M-15: Clinical Trials of Medical Devices: Decisional Trees for Optimizing the Choice of Study Design
Université Claude Bernard - Institut De Pharmacie Industrielle De Lyon France
The goal was to identify the characteristics of diseases and medical devices (MDs) making clinical trials (CT) with a high level of evidence difficult; we aimed to propose decisional trees to describe methodological choices for developing better strategies.
To identify the main methodological issues in MDs clinical evaluation, we analyzed review and meta-analysis data from online databases. We focused on diseases where MDs and drugs CT are available, i.e Parkinson disease, arthritis, benign prostatic hypertrophy, hypertension and myocardial infarction.
Our results show that obstacles to successful randomized controlled trials (RCTs) using MDs include: a low number of patients, delayed endpoints, difficulties in the choice of an adequate comparator, and a lack of study blindness. The rapid evolution of the MDs as well as their costs might also be challenging issues. Based on these methodological limits, major decisional nodes appeared to be: i) whether the MD is implantable or not; ii) the nature of the outcome (reversible or not); iii) the scarcity of the disease; iv) existing comparators (drugs or other MDs); and v) the possibility for blinding. Finally, we also considered the necessity of a learning curve in case of a new surgical technique used for the implantation of the MD. We built three decisional trees to identify situations where it is feasible to perform blinded/open randomized clinical trials, and those for which adapted designs are acceptable.
(1) The first tree deals with the choice of the design regarding the nature of the outcome and the scarcity of the disease. It shows that the randomization is feasible in most cases, except when the MD is still at the feasibility stage or when it is the last chance to save the patient. We also proposed adaptive designs (e.g. tracker trials, n-of-1 trial) when RCTs are not possible due to a few number of patients and/or a delayed outcome.

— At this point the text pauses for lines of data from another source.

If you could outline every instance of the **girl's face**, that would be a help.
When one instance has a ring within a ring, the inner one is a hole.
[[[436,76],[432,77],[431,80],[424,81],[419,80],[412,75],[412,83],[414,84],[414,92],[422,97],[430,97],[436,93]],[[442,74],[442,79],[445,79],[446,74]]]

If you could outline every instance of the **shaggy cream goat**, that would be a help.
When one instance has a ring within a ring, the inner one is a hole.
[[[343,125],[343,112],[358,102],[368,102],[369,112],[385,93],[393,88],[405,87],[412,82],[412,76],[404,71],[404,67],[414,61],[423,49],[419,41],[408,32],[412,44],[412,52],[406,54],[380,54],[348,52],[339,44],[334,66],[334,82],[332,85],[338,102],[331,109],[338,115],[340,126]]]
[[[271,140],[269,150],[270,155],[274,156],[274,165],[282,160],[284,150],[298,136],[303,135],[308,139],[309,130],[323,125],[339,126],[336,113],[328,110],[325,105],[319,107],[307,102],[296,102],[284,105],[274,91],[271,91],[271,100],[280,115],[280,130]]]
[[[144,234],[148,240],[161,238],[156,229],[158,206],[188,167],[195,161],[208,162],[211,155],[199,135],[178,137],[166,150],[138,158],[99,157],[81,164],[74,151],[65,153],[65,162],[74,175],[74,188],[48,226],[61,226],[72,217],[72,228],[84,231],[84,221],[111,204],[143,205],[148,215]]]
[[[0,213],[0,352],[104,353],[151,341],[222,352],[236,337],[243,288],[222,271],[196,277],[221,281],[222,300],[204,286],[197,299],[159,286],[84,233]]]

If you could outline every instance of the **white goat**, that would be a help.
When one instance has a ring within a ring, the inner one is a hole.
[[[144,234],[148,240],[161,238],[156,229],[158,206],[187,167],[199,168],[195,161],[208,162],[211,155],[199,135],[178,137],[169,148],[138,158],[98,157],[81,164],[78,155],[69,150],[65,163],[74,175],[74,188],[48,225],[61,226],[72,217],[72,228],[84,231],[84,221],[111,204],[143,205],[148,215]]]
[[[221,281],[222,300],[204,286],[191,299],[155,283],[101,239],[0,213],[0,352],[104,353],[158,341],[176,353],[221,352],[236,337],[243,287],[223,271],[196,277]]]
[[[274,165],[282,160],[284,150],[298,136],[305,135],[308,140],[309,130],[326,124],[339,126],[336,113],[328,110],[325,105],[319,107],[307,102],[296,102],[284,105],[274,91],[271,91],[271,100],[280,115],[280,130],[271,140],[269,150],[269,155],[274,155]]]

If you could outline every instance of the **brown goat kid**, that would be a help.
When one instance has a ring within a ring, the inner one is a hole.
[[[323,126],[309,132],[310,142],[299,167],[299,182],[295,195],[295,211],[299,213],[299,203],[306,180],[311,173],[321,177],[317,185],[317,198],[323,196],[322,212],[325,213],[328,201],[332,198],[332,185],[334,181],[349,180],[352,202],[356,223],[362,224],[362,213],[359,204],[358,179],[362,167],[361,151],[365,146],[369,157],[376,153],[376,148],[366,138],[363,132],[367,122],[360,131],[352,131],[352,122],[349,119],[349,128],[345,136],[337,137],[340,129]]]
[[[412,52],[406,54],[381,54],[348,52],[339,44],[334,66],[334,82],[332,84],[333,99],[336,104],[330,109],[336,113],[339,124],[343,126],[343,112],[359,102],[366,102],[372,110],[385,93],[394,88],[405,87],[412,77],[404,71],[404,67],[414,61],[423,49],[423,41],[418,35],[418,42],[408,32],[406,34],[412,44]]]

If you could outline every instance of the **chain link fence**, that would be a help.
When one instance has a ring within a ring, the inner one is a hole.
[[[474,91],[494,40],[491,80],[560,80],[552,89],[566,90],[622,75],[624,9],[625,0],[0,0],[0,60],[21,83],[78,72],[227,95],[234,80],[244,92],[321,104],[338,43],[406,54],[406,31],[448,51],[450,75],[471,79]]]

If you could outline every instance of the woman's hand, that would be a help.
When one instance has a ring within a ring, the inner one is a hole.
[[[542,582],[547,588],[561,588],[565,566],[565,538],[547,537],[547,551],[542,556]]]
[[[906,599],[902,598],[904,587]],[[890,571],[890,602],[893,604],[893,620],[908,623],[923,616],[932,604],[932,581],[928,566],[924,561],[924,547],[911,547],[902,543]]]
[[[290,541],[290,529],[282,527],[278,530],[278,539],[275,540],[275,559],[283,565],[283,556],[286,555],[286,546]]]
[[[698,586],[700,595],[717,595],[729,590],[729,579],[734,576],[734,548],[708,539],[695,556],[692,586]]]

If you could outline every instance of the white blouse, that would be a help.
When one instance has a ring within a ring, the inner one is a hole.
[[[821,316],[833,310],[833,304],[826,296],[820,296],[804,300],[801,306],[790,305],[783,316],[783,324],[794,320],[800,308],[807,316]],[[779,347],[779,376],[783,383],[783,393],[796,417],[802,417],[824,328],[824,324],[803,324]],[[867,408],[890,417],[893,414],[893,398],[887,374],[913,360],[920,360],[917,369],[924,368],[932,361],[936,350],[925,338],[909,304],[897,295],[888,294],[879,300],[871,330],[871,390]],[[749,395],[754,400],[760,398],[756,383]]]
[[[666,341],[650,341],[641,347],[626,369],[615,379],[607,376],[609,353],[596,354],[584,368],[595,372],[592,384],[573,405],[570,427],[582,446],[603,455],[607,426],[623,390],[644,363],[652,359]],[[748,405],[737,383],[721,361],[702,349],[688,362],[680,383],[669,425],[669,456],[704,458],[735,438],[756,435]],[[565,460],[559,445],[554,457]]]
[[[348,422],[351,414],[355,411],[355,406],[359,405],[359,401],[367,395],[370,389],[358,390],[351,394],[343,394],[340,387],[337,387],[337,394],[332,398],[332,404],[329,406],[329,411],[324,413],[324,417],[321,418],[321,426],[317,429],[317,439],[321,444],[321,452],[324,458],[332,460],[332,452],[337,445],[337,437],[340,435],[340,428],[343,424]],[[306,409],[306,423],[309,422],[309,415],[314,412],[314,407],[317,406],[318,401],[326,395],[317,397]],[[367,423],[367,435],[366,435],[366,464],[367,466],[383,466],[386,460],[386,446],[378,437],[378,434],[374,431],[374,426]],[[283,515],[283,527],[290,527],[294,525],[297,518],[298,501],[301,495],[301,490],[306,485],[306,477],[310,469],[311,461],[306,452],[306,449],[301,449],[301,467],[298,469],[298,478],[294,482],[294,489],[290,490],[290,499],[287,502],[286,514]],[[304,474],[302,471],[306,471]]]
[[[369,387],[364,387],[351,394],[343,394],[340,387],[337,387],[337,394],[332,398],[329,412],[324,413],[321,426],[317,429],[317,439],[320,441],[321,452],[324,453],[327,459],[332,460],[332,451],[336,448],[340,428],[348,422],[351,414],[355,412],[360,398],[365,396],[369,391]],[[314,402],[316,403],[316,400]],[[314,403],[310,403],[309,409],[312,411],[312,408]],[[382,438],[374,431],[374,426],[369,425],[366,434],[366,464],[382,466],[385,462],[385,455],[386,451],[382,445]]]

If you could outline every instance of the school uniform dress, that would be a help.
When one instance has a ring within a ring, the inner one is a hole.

(2)The second tree describes the choice of control treatments and the possibilities for blinding. We took into account the availability of a standard treatment as a control, with the mandatory use a double placebo if the control is a drug, or the use of a device with a similar appearance if the control is a MD. When blinding seemed difficult to reach, we considered the intervention of an independent assessor or the use of a sham procedure.
(3)Our third tree explains the necessity to learn new surgery techniques when the MD is implantable. The main solution proposed was cluster RCT depending on the site training.
Currently, medical devices are constantly evolving with innovation. Various MDs often gather very heterogeneous and numerous characteristics, which poses challenges in evaluating them. This clearly calls for a need to prove the clinical benefit of such devices after the feasibility stage. They gathered very heterogeneous and numerous characteristics. Thus, their evaluation faces specific challenges. In our work, we showed that we can always find an adaptive design to reach a high level of evidence. The proposed algorithms could constitute a first step for future guidelines regarding the methodology of medical devices clinical trials, and may help reinforce the power and reliability of clinical trials to maximize the clinical relevance of the data while minimizing biases. The next step would be to work in collaboration with institutions and industries specialized in medical devices to test and implement these algorithms on a more practical level.